Statuant sans audience, après avisé les parties, dans la procédure opposant :
DEMANDEUR A L'INCIDENT :
Monsieur [H] [C]
[Adresse 1]
[Localité 1]
Représenté par Me Guillaume FEY, Plaidant/Postulant, avocat au barreau de NANTES
INTIME
DÉFENDEUR A L'INCIDENT :
S.A.S.U. [1] société par actions simplifiée unipersonnelle au capital de 554 000 euros,inscrite au RCS de [Localité 2] sous le numéro b [N° SIREN/SIRET 1], prise en la personne de son représentant légal en exercice domicilié de droite audit siège
[Adresse 2]
[Localité 3]
Représentée par Me Marie VERRANDO de la SELARL LX RENNES-ANGERS, Postulant, avocat au barreau de RENNES
Représentée par Me Eric APPENZELLER, Plaidant, avocat au barreau de PARIS
APPELANTE
A rendu l'ordonnance suivante :
FAITS et PROCÉDURE
Saisi d'un litige opposant M. [C] à son ancien employeur la SAS [1], le conseil de prud'hommes de Nantes a, par jugement en date du 9 janvier 2026 :
- requalifié la démission de M.[C] en une prise d'acte produisant les effets d'un licenciement sans cause réelle et sérieuse,
- condamné la société [1] à verser à M.[C] diverses sommes et indemnités,
- limité l'exécution provisoire à l'exécution provisoire de droit,
- condamné la société [1] aux dépens.
La cour a été saisie d'un appel formé par la société [1] le 26 janvier 2026.
Le conseiller de la mise en état a été désignée le 28 janvier 2026.
M.[C] a constitué avocat le 18 février 2026.
Le 15 avril 2026, la société [1] a constitué un nouvel avocat.
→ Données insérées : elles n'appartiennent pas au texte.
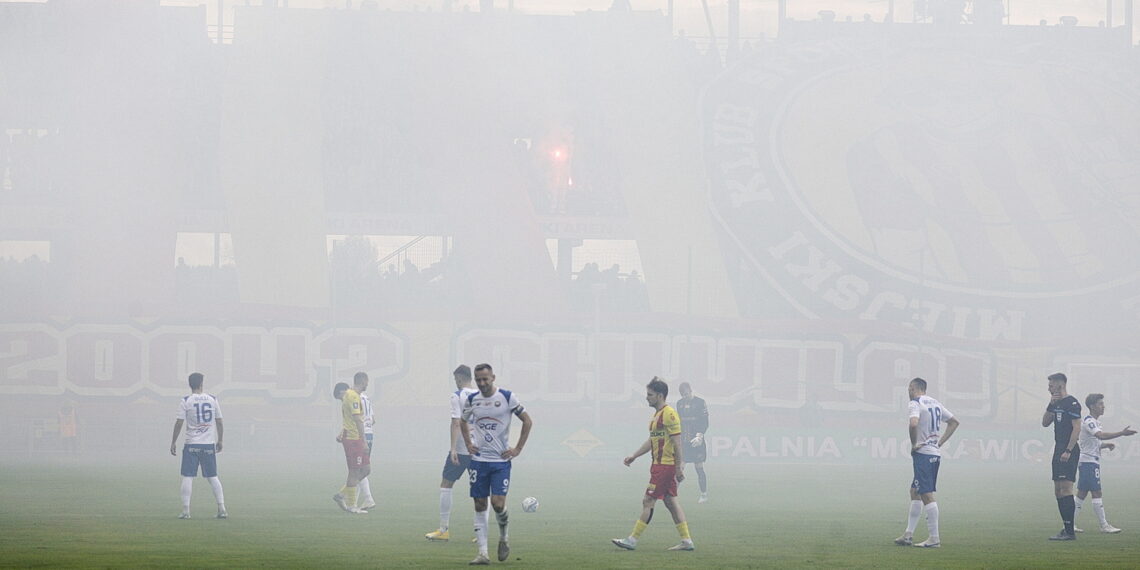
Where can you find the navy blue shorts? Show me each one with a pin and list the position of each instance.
(1065, 471)
(200, 454)
(1090, 477)
(453, 472)
(926, 472)
(489, 478)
Par avis du 28 avril 2026, le greffe a sollicité les observations du conseil de la société [1] sur la caducité encourue de sa déclaration d'appel en l'absence de conclusions dans le délai de 3 mois imparti par l'article 908 du code de procédure civile.
Le conseil de M.[C] a pris des conclusions le 28 avril 2026 au conseiller de la mise en état tendant à voir déclarer caduque la déclaration d'appel de la SASU [1] faute d'avoir remis en application de l'article 908 du code de procédure civile ses conclusions au greffe et à l'intimé avant le 27 avril 2026. L'intimé a sollicité le versement de la somme de 1 000 euros en application de l'article 700 du code de procédure civile.
Il a maintenu ses demandes dans son message du 3 juin 2026, auquel il a joint un justificatif de ses frais d'avocat au soutien de sa demande d'indemnité de procédure.
Par message du 29 avril 2026, le conseil de la société [1] a indiqué qu'ayant renoncé à son appel, elle n'a pas d'observation à faire valoir sur la caducité.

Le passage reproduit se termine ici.